Test Drive: Ferrari Racing Legends im Test für PS3 und Xbox 360 - Gutes Rennspiel mit kleinen Schwächen

Nein, ich habe mich mit dem Link nicht vertan. PC Version lag natürlich nicht (!) vor und im Heft gibt es auch noch keine eindeutige Wertung für die PC Version (was natürlich logisch ist). Den "richtigen" Test zu PC-Version gibt es dann wahrscheinlich nächte Woche online - würde ich mal wetten.

Soll jetzt aber keine Kritik an der PC Games sein. Mir ist schon klar, dass man nicht so einfach die PC Version frühzeitig herzaubern kann.


----------



## gamersince1984 (22. Juli 2012)

Der Verfasser des Jubiläumsvideos scheint nicht viel Ahnung zu haben. Maniac Mansion haben wir bereits 1987 und Zak McKracken 1988 gespielt und nicht erst Anfang der 90er.


----------



## Happykind (22. Juli 2012)

Das ist aber ziemlich schwach von euch, Total War Rome 2 als (exklusive) Enthüllung aufs Cover zu nehmen! Ich dachte echt jetzt an Half Life, C und C, oder Anno! Kein Wunder, dass ihr im 2. Quartal 2012 über 22.000 Exemplare weniger habt. Dazu ne schwache Vollversion. Werde sie mir aber trotzdem holen.


----------



## Joerg2 (22. Juli 2012)

Das mit dem 25. Juli hätt ich früher lesen sollen...war heute extra schon vergeblich beim Zeitschriftenladen...


----------



## Prime85 (22. Juli 2012)

Nur mal so als kleine Anmerkung:
Im Menü der DVD (unter "Online") steht immer noch: "PC-Games-Podcast - jeden *Freitag* neu"


----------



## Happykind (22. Juli 2012)

Kleine Korrektur: Ich hol sie mir nicht, ich hol die Gamestar. Die gibts nämlich bei mir in der Nähe, die PCG nicht.


----------



## lars9401 (22. Juli 2012)

2000 Shogun
2002 Medieval
2004 Rome
2006 Medieval 2
2009 Empire
2010 Napoleon
2011 Shogun 2
2013 Rome 2

 "Eine großartige, weltberühmte Serie geht endlich weiter...", dann will ich nicht wissen was ihr schreibt, wenn Half Life, WarCraft, Commandos, usw. weiter gegangen wäre.

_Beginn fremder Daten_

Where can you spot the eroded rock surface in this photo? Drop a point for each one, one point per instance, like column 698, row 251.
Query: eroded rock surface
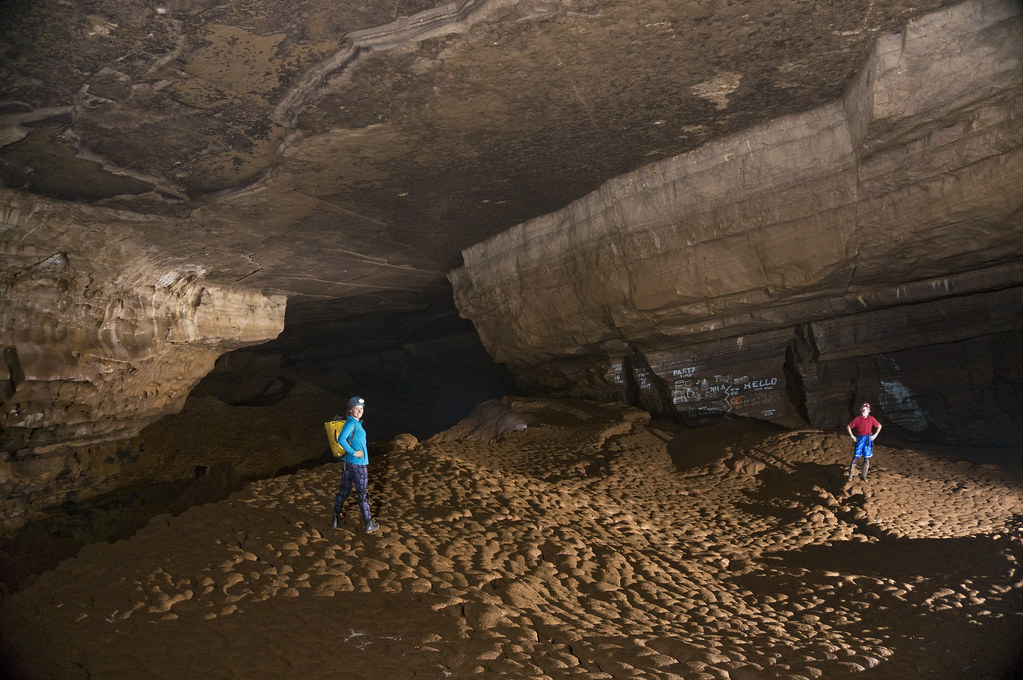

Total War hat ja fast schon CoD Ausmaße.


----------



## Peter Bathge (22. Juli 2012)

Prime85 schrieb:


> Nur mal so als kleine Anmerkung:
> Im Menü der DVD (unter "Online") steht immer noch: "PC-Games-Podcast - jeden *Freitag* neu"


 
Oh stimmt, das hattest du letztens schon mal geschrieben, oder? Ich habs mir dieses Mal auf jeden Fall notiert und werde das weiterleiten


----------



## Briareos (23. Juli 2012)

PeterBathge schrieb:


> Es benötigt keine permanente Online-Verbindung.
> Es werden keine Gebühren fällig.
> Es sind alle der einst kostenpflichtigen Extras wie der öffentliche Nahverkehr enthalten.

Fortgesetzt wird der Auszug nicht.